Kinetics of cellular gene mRNA expression relative to bzlf1 and brlf1 in Akata cells treated with anti-IgG. Akata cells were untreated (−) or treated (+) with anti-IgG (αIgG). Total RNA harvested at the times indicated was analyzed for cellular and viral gene expression by qRT-PCR.

FIG. 6.

Kinetics of EGR1, EGR2, and EGR3 protein expression in Akata cells treated with anti-IgG. EBV-negative (A) and EBV-positive (B, C, and D) Akata cells were untreated (−) or treated (+) with anti-IgG (αIgG). Cell extracts prepared at the times indicated were analyzed for expression of EGR1 protein (A and B), EGR2 protein (C), or EGR3 protein (D) and of EBV Rta, ZEBRA, and β-actin by immunoblotting. The relative protein level was determined by densitometry and corrected for the β-actin level.

FIG. 7.

Kinetics of NAB2 protein expression in Akata cells treated with anti-IgG. EBV-negative (A) or EBV-positive (B and C) Akata cells were untreated (−) or treated (+) with anti-IgG (αIgG). Cell extracts prepared at the times indicated were analyzed for NAB2 and EBV EA-D (BMRF1) and ZEBRA (BZLF1). The relative protein level was determined by densitometry and corrected for the β-actin level.

FIG. 8.

Induction of EGR1, NAB2, EBV Rta, and EBV ZEBRA protein expression in Akata cells treated with anti-IgG is blocked by an inhibitor of protein kinase C. Akata cells were untreated (−) or treated (+) with anti-IgG. Aliquots of each group of cells were untreated (−) or treated (+) with bisindolylmaleimide X (Bis X), a PKC inhibitor.
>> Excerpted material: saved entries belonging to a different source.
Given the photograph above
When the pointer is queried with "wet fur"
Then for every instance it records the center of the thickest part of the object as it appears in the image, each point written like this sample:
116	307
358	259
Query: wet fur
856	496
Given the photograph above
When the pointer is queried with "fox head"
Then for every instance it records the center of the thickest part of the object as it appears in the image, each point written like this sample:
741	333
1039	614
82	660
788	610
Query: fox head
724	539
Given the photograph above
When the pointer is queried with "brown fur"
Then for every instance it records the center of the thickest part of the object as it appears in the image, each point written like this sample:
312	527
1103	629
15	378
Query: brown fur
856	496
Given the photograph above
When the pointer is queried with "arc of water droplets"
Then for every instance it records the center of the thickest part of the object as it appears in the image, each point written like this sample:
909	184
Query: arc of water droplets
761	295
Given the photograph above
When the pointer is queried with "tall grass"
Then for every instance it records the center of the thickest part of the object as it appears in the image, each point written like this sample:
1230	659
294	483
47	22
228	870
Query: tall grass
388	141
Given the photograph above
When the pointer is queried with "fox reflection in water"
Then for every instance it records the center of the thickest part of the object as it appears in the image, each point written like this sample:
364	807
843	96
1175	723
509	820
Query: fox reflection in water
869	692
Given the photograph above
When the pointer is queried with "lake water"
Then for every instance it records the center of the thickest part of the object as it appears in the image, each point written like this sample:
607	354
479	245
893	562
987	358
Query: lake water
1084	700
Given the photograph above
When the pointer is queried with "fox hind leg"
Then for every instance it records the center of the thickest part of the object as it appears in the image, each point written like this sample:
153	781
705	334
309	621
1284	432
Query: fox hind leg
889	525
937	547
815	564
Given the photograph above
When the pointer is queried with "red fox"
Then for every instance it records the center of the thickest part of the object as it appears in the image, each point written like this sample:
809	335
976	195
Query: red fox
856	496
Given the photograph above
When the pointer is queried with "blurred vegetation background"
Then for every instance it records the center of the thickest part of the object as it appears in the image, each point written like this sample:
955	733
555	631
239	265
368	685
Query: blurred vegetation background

Cell extracts prepared at time zero (0) or at 1, 2, 3, or 4 h were analyzed by immunoblotting for expression of EGR1, NAB2, EBV Rta, EBV ZEBRA, or β-actin by immunoblotting with specific antibodies. Cell extracts from the same experiment were utilized for panels A to C. In panel A, the immunoblot was developed with ¹²⁵I protein 4. Panels B and C represent separate gels that were developed with ECL.

FIG. 9.

Effect of transfection of Akata cells with a mixture of plasmids encoding cellular immediate-early genes on expression of EBV bzlf1. Akata cells were cotransfected with a vector expressing CAAX-GFP and a control vector plasmid (Ctrl.) or with CAAX-GFP and a mixture of plasmids expressing 4 cellular immediate-early genes, egr1, egr2, nr4a1, and nr4a3. After 20 to 22 h cells were separated into GFP-positive and -negative populations and analyzed for bzlf1 expression by qRT-PCR. In panel A, the cells received no additional treatment. In panel B, the cells were treated with CHX 2.5 h before harvest. In panel C, the cells were treated with 7.5 μg/ml of anti-IgG for 1.5 h before harvest. In panel D, the cells were treated with 0.2 μg/ml of anti-IgG 2.5 h before harvest. The relative level of BZLF1 expression in all samples was compared to the expression level in GFP-negative cells from the population transfected with the control vector.

FIG. 10.

EGR1 induces EBV bzlf1 and brlf1 expression in 293 cells containing an EBV bacmid. 2089 cells were transfected with expression vectors for five cellular genes whose expression was induced by treatment of Akata cells with anti-IgG. mRNA harvested 48 h after transfection was analyzed for EBV bzlf1 (A) or brlf1 (B) expression by qRT-PCR.